We studied the temporal trend of late HIV diagnosis and its determinants in Hong Kong. Three surrogate markers were used to proxy late diagnosis: AIDS within 3 months of HIV diagnosis, CD4 < 200/microL at HIV, and diagnosis at hospital. From 1984 to 2000, 1530 nonperinatal HIV infections and 495 patients with AIDS were reported. Overall, 23.9% to 52.1% of the patients were late presenters according to the three surrogates. There was no improvement in late diagnosis in the highly active antiretroviral therapy (HAART) era (1997-2000) compared to the pre-HAART era (1984-1996).
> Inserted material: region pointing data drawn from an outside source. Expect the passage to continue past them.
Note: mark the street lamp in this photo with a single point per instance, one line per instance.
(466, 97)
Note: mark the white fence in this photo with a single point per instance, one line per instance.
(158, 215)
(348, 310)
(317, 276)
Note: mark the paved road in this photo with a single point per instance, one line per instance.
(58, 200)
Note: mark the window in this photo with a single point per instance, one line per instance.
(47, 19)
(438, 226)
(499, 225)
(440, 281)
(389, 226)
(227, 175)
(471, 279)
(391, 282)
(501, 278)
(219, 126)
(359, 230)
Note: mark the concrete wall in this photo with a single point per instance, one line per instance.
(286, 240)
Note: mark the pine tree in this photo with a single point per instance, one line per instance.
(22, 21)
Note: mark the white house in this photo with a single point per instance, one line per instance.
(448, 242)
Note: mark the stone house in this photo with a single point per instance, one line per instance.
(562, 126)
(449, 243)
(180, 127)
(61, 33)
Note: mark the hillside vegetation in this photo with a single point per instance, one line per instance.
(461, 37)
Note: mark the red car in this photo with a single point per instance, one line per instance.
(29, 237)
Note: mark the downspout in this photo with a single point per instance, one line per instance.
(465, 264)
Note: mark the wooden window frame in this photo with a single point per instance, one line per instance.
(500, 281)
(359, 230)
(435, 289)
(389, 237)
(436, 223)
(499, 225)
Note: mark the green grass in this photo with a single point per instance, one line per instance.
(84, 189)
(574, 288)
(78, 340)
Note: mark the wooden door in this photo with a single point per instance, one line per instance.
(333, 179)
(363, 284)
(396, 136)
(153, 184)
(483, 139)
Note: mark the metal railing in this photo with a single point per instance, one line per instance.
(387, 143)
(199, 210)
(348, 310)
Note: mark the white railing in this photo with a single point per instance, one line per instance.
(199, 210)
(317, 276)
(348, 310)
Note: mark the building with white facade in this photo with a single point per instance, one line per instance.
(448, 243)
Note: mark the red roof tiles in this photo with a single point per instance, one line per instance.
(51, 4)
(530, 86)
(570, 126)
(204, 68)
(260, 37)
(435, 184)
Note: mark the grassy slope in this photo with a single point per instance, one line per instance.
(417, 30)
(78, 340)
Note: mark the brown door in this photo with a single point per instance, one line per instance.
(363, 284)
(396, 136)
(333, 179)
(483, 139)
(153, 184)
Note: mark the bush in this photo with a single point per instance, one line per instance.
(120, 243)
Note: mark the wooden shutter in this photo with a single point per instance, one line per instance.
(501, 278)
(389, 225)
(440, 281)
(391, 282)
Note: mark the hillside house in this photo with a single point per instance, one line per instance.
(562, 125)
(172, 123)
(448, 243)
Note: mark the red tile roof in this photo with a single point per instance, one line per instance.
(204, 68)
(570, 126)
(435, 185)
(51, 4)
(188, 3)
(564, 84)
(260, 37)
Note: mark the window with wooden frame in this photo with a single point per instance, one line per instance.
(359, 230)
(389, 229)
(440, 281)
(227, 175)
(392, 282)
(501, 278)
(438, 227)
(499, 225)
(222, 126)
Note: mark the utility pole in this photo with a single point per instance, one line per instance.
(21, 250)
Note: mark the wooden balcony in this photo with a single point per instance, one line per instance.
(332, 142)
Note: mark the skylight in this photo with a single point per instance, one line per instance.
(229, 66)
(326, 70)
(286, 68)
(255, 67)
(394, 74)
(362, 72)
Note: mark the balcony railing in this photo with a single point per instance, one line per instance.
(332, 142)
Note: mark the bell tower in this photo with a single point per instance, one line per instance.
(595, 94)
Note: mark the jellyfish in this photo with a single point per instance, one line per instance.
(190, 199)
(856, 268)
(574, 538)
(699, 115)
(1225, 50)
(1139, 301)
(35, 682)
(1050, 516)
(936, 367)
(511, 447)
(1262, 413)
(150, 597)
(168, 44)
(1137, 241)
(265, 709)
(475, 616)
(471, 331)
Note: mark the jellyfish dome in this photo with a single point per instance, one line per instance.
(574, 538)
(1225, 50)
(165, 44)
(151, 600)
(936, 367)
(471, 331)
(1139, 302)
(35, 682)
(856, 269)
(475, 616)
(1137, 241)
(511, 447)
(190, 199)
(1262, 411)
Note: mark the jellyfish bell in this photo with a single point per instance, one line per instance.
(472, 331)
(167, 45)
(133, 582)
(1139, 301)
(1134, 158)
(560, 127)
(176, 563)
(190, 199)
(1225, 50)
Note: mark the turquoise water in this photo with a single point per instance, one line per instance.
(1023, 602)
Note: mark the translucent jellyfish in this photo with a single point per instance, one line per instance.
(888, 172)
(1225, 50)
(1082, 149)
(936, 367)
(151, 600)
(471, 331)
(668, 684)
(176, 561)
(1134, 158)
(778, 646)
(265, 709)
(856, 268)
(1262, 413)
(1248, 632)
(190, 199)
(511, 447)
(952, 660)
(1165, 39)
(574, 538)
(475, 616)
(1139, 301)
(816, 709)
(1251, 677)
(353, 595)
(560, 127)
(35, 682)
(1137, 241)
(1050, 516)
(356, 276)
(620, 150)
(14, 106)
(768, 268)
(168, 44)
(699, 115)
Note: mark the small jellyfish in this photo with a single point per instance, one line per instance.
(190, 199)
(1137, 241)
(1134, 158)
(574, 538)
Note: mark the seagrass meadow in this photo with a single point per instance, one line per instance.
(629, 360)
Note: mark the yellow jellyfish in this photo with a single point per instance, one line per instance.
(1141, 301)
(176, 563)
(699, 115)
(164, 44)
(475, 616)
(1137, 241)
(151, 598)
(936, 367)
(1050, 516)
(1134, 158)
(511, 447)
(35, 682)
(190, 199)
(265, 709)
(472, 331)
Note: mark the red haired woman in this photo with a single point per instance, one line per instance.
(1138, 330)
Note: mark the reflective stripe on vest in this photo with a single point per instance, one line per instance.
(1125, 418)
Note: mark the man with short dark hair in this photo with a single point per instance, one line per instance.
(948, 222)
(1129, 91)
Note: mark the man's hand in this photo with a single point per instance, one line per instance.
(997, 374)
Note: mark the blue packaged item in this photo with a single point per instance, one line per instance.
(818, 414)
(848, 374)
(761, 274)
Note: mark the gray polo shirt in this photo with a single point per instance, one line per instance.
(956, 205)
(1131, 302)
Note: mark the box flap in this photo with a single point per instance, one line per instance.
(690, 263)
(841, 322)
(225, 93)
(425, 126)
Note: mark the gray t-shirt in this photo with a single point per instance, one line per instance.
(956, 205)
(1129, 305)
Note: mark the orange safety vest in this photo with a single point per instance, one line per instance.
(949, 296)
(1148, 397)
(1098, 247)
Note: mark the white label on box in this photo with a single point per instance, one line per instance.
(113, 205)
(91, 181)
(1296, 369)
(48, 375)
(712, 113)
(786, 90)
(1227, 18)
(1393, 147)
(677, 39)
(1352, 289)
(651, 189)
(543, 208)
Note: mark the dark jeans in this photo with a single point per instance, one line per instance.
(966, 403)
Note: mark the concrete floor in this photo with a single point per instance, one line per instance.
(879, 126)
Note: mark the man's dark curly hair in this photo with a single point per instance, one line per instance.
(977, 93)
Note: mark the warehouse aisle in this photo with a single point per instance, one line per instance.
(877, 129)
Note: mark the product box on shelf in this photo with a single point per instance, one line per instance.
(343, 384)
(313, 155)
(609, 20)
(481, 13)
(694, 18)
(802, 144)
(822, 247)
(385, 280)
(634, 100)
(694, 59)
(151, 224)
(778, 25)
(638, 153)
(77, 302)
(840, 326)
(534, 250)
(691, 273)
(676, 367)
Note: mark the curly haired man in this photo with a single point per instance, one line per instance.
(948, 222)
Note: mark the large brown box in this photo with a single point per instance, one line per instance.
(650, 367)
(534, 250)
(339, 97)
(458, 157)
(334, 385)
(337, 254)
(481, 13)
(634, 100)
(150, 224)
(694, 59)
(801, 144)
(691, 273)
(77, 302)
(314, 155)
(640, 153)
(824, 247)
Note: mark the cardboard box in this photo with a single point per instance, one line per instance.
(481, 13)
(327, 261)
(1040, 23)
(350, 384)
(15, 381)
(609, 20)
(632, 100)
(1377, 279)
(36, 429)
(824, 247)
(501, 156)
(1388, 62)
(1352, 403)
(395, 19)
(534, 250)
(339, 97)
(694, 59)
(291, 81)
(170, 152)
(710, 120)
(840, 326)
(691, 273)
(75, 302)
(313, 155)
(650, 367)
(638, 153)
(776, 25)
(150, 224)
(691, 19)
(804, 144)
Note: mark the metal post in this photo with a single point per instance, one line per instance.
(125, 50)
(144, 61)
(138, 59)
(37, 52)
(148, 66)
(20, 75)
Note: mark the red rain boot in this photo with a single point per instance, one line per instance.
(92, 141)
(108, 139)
Gender, ethnicity, age, and HIV exposure category were significant factors of late diagnosis on univariate analysis. On multivariate analysis, a lower risk of late diagnosis per all 3 surrogates was observed in men having sex with men (ranges of adjusted odds ratio [OR] [95% confidence interval [CI], 0.32-0.67 [0.21-0.91]) whereas the reverse was found for patients 35 years of age or older (ranges of adjusted ORs [95% CI], 1.62-2.80 [1.30-3.60]). In addition, male gender and Chinese ethnicity were associated with higher chance of having CD4 < 200/microL at HIV. The persistent trend of late HIV diagnosis in Hong Kong deserves attention. Strategies targeting infected people to enhance early HIV testing are needed, especially for those with risk factors of late diagnosis.